Cluster

Rumor & Susceptible User Detection

Georgetown University DSAN Anly-501 Project

A full data science life cycle



Introduction

In this tab, we try to use clustering to build Susceptible User Detection. The data set used is “cleaned_followers.csv”.

Since we try to use clustering, we drop all categorical columns. Additionally, this is a unsupervised data, so we drop the label column. Besides, regularization will lead to a better result, so we also regularize the features. The user_id is taken into consideration because it reflect when the account is created.

Theory

Three clustering methods will be used in the following content, namely,KMEAN,DBSAN and Hierarchical Clustering. These tree methods are all based on the similarity(by calculating euclidean distance) of the instance.

Kmeans clusters the instances by continuously searching K centers. I will use both elbow method and silhouette method to decide how much groups it should be.

DBSAN groups the data points which the extent of similarity is below a certain level.
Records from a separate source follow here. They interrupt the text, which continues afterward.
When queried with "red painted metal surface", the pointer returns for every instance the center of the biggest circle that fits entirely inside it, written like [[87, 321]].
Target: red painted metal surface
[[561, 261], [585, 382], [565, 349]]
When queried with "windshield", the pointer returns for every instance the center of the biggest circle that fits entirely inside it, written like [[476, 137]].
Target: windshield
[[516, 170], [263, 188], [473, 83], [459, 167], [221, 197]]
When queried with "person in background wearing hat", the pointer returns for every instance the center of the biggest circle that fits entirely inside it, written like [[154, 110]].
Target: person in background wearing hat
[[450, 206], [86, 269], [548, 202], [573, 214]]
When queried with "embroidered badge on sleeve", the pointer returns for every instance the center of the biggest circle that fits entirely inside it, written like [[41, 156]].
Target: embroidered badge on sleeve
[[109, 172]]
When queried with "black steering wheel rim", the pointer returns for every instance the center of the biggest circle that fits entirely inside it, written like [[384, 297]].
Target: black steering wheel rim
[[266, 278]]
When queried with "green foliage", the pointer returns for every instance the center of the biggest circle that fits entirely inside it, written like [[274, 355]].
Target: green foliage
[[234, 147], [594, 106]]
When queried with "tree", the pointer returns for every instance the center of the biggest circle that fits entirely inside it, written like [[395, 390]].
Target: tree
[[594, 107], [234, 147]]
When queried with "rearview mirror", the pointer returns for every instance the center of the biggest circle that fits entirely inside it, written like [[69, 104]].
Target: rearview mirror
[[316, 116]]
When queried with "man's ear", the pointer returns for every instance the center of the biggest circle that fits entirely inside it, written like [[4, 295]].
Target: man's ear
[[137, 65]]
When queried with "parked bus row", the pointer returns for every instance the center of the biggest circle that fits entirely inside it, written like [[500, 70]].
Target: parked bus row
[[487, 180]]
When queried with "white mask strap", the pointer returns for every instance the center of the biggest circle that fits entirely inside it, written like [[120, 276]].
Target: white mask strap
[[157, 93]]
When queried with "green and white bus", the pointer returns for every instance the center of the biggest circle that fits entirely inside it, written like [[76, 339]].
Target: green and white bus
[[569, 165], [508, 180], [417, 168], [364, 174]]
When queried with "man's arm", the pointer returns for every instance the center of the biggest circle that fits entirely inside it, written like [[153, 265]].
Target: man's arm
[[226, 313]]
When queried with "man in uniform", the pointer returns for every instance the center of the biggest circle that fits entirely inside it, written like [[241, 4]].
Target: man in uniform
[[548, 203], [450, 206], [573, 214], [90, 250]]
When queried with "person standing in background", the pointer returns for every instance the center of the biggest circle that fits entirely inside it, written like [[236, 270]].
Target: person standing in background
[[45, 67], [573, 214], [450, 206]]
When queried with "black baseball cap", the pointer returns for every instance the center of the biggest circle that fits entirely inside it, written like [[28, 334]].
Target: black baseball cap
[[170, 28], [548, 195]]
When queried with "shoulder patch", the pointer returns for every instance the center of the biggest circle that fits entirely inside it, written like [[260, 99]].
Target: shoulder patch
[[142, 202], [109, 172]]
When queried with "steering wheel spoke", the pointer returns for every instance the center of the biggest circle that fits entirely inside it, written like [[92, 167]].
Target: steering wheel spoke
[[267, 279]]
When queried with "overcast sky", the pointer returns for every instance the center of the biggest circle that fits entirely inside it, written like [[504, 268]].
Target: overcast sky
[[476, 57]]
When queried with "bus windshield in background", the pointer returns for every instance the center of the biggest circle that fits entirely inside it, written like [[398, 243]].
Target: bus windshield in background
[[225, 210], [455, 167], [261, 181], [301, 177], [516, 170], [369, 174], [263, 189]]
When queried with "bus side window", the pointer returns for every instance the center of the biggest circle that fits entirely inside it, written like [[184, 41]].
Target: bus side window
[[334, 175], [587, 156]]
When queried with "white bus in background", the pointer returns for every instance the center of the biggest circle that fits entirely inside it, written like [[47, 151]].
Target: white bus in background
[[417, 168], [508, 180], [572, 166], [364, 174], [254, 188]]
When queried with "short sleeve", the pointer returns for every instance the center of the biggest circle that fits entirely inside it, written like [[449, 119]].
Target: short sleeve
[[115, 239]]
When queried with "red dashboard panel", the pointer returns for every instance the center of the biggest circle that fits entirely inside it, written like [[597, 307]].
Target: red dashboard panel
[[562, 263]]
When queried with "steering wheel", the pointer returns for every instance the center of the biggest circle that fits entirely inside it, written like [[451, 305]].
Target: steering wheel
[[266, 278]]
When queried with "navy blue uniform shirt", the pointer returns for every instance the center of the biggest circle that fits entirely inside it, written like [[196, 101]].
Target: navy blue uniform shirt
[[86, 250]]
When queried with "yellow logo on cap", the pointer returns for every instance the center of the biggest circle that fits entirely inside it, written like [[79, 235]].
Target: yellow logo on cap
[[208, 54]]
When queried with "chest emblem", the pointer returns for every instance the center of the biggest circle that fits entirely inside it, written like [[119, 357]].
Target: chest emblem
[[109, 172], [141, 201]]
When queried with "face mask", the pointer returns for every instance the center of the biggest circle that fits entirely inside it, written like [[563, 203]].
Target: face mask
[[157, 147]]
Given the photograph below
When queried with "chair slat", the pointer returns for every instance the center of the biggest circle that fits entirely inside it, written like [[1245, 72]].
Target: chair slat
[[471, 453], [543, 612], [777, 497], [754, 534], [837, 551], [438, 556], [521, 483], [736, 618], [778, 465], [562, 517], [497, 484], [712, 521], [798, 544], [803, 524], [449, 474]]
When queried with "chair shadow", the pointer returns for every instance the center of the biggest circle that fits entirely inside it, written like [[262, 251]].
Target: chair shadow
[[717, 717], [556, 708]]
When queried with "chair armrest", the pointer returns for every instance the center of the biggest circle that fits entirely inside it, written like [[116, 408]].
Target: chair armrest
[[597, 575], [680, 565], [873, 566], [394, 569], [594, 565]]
I will use nearestneighbors to decide the extent of similarity I should choose.

Hierarchical Clustering sequentially combine the most similar instances/groups. Every single combination combines the most similar data point and set them as a level. The final group set can be any number I want. In this case, I will set 2 since this is the number the original data set says.

Method

This part will show the workflow of training the optimal models with three methods we’ve talked about.

Data Selection

The features we use is shown below. As mentioned before, I remove the labels and categorical columns as well as conduct standardlization.

Code
import pandas as pd
from sklearn.preprocessing import StandardScaler
# read the data
df=pd.read_csv("../../data/01-modified-data/cleaned_followers.csv")
# remove the labels and categorical columns
df=df.drop(["screen_name","protected","verfied","label"],axis=1)
# conduct standarization
col=df.columns
df =  pd.DataFrame(StandardScaler().fit_transform(df),columns=col)
#drop the outliers
df=df[df["friends_count"]<5]
df.head()
user_id followers_count friends_count listed_count favourites_count tweet_num
0 -1.462589 -0.114256 -0.133278 -0.112242 -0.260739 -0.260023
1 0.761603 -0.109150 0.330401 -0.112242 -0.289027 -0.269354
2 0.875774 -0.116809 -0.159058 -0.112242 -0.287897 -0.269836
3 -1.462589 -0.112081 -0.156894 -0.102315 0.122106 -0.089817
4 -1.462589 -0.083147 0.029875 0.076364 0.574516 1.351783
Feature Meaning
user_id the id of users
followers_count the number of followers this account currently has
friends_count the number of users this account is following
listed_count the number of public lists that this user is a member of
favourites_count the number of Tweets this user has liked in the account’s lifetime
tweet_num the number of Tweets (including retweets) issued by the user
(The names and meanings of features)



Hyperparameter Tuning

For KMEAN, the hyperparameter tuning is based on the elbow method and the Silhouette methods. Normally, the K is picked when there is a turning point on the curve.

Code
import warnings
from sklearn.cluster import KMeans
import matplotlib.pyplot as plt
import seaborn as sns
import numpy as np
warnings.filterwarnings('ignore')
WCSS=[]
for i in range(1,11):
    kmeanModel=KMeans(n_clusters=i,init="k-means++",random_state=42)
    kmeanModel.fit(df)
    WCSS.append(kmeanModel.inertia_)
sns.set_theme()
plt.plot(range(1,11),WCSS)
plt.title("The elbow method for optimal K",fontsize=20)
plt.xlabel("The value of K",fontsize=16)
plt.ylabel("Within cluster sum of squares(WCSS)",fontsize=16)
Text(0, 0.5, 'Within cluster sum of squares(WCSS)')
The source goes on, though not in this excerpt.